Battery-Electric Powertrain System Design for the HorizonUAM Multirotor Air Taxi Concept

TL;DR

This paper presents a structured design approach for a safe, reliable, all-electric multirotor eVTOL powertrain system, validated through simulations and safety assessments, to meet aviation safety standards.

Contribution

It introduces a novel conceptual propulsion system architecture design method for electric urban air mobility vehicles, emphasizing safety, reliability, and compliance with EASA standards.

Findings

Pure quadcopter design meets EASA reliability standards.

Adding push propellers enhances system reliability.

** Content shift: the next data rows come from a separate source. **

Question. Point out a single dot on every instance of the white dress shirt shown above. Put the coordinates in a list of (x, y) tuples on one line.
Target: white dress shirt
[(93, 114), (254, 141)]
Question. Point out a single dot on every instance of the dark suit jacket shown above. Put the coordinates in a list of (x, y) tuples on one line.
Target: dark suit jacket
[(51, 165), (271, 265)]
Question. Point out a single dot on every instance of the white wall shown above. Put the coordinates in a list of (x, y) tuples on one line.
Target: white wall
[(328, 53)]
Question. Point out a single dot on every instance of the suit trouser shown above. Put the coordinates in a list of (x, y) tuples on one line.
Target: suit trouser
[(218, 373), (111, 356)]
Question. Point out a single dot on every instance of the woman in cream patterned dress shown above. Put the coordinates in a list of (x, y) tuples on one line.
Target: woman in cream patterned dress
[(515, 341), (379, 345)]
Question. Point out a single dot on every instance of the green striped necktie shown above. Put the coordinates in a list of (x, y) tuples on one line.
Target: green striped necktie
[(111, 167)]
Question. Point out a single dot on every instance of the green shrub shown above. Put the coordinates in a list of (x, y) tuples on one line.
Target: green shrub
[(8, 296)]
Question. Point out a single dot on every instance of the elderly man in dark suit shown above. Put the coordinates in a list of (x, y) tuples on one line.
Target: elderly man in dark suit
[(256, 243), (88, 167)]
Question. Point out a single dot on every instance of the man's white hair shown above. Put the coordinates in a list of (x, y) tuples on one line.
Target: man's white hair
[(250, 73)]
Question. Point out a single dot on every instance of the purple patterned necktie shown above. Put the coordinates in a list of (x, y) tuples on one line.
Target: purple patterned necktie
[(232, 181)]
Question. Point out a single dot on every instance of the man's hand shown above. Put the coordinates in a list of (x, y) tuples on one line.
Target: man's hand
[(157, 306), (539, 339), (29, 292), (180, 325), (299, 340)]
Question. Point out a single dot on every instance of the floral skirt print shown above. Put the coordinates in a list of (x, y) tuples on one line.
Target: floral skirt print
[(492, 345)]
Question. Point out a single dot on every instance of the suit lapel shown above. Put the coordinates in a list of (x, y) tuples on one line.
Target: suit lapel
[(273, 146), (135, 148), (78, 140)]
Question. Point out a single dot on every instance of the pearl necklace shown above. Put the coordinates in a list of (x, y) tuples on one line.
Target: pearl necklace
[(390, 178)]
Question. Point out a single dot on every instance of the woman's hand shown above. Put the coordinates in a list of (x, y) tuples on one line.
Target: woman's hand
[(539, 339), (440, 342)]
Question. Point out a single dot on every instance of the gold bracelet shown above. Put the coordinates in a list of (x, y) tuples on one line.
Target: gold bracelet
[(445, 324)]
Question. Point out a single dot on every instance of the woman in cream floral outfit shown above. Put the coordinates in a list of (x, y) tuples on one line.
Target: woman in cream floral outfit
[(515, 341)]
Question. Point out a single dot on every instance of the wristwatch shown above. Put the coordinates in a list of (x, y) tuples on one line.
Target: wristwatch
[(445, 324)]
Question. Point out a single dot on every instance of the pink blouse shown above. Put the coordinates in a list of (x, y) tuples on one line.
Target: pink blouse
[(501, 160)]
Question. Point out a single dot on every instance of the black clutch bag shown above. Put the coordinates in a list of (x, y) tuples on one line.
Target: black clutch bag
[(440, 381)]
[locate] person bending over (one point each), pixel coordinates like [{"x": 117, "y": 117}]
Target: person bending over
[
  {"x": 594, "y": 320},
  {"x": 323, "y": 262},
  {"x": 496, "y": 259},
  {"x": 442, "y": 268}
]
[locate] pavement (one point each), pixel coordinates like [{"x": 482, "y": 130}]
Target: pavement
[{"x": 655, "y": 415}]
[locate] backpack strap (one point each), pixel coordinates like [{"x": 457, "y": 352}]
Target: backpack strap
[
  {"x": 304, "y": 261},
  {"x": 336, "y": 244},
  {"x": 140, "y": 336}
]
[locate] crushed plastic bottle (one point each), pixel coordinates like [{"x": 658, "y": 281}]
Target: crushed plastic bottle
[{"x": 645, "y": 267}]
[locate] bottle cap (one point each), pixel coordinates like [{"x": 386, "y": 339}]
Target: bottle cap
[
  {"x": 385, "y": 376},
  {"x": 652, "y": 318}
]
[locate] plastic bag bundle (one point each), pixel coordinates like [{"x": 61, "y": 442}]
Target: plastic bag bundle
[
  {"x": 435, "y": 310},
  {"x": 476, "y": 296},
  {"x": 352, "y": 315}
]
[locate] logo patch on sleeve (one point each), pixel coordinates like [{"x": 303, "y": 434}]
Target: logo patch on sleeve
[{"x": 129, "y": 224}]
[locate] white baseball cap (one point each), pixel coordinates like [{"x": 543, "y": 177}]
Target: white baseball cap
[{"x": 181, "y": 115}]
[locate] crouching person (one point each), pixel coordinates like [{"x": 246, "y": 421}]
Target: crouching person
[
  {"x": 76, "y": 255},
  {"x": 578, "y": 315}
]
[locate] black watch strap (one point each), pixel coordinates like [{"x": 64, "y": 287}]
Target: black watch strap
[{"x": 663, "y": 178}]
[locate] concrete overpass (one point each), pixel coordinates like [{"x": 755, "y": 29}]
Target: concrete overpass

Simulations confirm the architecture's capability to meet operational requirements.

Abstract

The work presented herein has been conducted within the DLR internal research project HorizonUAM, which encompasses research within numerous areas related to urban air mobility. One of the project goals was to develop a safe and certifiable onboard system concept. This paper aims to present the conceptual propulsion system architecture design for an all-electric battery-powered multirotor electric Vertical Takeoff and Landing (eVTOL) vehicle. Therefore, a conceptual design method was developed that provides a structured approach for designing the safe multirotor propulsion architecture. Based on the concept of operation the powertrain system was initially predefined, iteratively refined based on the safety assessment and validated through component sizing and simulations. The analysis was conducted within three system groups that were developed in parallel: the drivetrain, the energy supply and the thermal management system. The design process indicated that a pure quadcopter propulsion system can merely be designed reasonably for meeting the European Union Aviation Safety Agency (EASA) reliability specifications. By adding two push propellers and implementing numerous safety as well as passivation measures the reliability specifications defined by EASA could finally be fulfilled. The subsequent system simulations also verified that the system architecture is capable of meeting the requirements of the vehicle concept of operations. However, further work is required to extend the safety analysis to additional system components as the thermal management system or the battery management system and to reduce propulsion system weight.